Data Repositories

Object Overview

Data repositories define where source data resides that should be crawled for further processing by View.

Endpoint, URL, and Supported Methods

Objects are managed via the crawler server API at [http|https]://[hostname]:[port]/v1.0/tenants/[tenant-guid]/datarepositories

Supported methods include: GET HEAD PUT DELETE

Structure

Data repository objects can have one of many structures depending on the type of repository.
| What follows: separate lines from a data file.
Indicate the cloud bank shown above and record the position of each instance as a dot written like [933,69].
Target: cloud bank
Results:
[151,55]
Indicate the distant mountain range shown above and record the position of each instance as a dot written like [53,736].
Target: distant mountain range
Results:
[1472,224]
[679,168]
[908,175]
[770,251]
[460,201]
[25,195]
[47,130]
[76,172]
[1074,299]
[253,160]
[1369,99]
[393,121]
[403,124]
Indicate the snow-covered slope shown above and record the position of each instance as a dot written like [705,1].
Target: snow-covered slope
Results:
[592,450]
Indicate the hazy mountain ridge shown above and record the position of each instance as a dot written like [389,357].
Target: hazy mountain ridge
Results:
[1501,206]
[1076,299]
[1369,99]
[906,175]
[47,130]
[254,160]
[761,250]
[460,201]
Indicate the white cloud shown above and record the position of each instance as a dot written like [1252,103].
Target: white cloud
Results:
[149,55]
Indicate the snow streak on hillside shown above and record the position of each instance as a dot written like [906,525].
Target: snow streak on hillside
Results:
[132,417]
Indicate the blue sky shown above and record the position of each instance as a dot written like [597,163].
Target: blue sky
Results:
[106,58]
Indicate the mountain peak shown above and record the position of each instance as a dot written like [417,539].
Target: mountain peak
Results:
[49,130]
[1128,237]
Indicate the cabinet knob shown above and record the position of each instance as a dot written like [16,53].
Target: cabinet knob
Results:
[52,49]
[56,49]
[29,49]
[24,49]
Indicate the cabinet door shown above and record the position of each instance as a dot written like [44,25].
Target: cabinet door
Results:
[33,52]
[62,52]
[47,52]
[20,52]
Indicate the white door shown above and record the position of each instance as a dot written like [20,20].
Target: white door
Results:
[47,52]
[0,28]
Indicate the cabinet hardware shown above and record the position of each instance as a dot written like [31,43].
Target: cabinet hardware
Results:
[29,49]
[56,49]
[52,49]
An array of fully populated examples are shown below.:

[
    {
        "GUID": "4ae4294d-d135-4b21-a75d-3df5e1c84d2b",
        "TenantGUID": "default",
        "OwnerGUID": "default",
        "Name": "Local filesystem",
        "RepositoryType": "File",
        "IncludeSubdirectories": true,
        "DiskDirectory": "./files/",
        "CreatedUtc": "2024-10-22T13:57:54.000000Z"
    },
    {
        "GUID": "876c139e-e57f-44ed-b2e6-4dcb5d3677e6",
        "TenantGUID": "default",
        "OwnerGUID": "default",
        "Name": "NFS file server",
        "RepositoryType": "NFS",
        "IncludeSubdirectories": true,
        "NfsHostname": "nfsserver",
        "NfsUserId": 0,
        "NfsGroupId": 0,
        "NfsShareName": "export1",
        "NfsVersion": "V3",
        "CreatedUtc": "2024-10-22T13:58:18.000000Z"
    },
    {
        "GUID": "8fface0d-9514-4cf6-b260-827dc1c180f4",
        "TenantGUID": "default",
        "OwnerGUID": "default",
        "Name": "CIFS file server",
        "RepositoryType": "CIFS",
        "IncludeSubdirectories": true,
        "CifsHostname": "windowshost",
        "CifsUsername": "[email protected]",
        "CifsPassword": "password",
        "CifsShareName": "share3",
        "CreatedUtc": "2024-10-22T13:58:43.000000Z"
    },
    {
        "GUID": "e37d0a94-e7e3-447c-9eab-489d1baaad49",
        "TenantGUID": "default",
        "OwnerGUID": "default",
        "Name": "S3 compatible object store",
        "RepositoryType": "AmazonS3",
        "IncludeSubdirectories": true,
        "S3EndpointUrl": "http://s3storage.company.com/",
        "S3BaseUrl": "http://s3storage.company.com/{bucket}/{key}/",
        "S3AccessKey": "myaccesskey",
        "S3SecretKey": "mysecretkey",
        "S3BucketName": "bucket1",
        "S3Region": "us-west-1",
        "CreatedUtc": "2024-10-22T14:02:14.000000Z"
    },
    {
        "GUID": "c28df7e3-28c2-40a6-8203-c3ac433992c1",
        "TenantGUID": "default",
        "OwnerGUID": "default",
        "Name": "S3 bucket",
        "RepositoryType": "AmazonS3",
        "IncludeSubdirectories": true,
        "S3EndpointUrl": "https://mybucket.us-west-1.s3.amazonaws.com/",
        "S3BaseUrl": "https://{bucket}.us-west-1.s3.amazonaws.com/{key}/",
        "S3AccessKey": "myaccesskey",
        "S3SecretKey": "mysecretkey",
        "S3BucketName": "mybucket",
        "S3Region": "us-west-1",
        "CreatedUtc": "2024-10-22T14:03:13.000000Z"
    },
    {
        "GUID": "21d149e2-f405-41fe-a20a-e9a3d6073783",
        "TenantGUID": "default",
        "OwnerGUID": "default",
        "Name": "Azure BLOB storage",
        "RepositoryType": "AzureBlob",
        "IncludeSubdirectories": true,
        "AzureEndpointUrl": "https://myblobcontainer.blob.core.windows.net/",
        "AzureAccountName": "myazureaccount",
        "AzureContainerName": "myblobcontainer",
        "AzureAccessKey": "myaccesskey",
        "CreatedUtc": "2024-10-22T14:04:08.000000Z"
    }
]

Properties (all repository types):

GUID GUID globally unique identifier for the object
TenantGUID GUID globally unique identifier for the tenant
OwnerGUID GUID GUID of the owner that created the object
RepositoryType enum the type of repository, valid values are File NFS CIFS AmazonS3 AzureBLOB
Name string name of the object
IncludeSubdirectories bool indicates whether or not subdirectories should be crawled
CreatedUtc datetime timestamp from creation, in UTC time

Additional properties (Local filesystem repositories)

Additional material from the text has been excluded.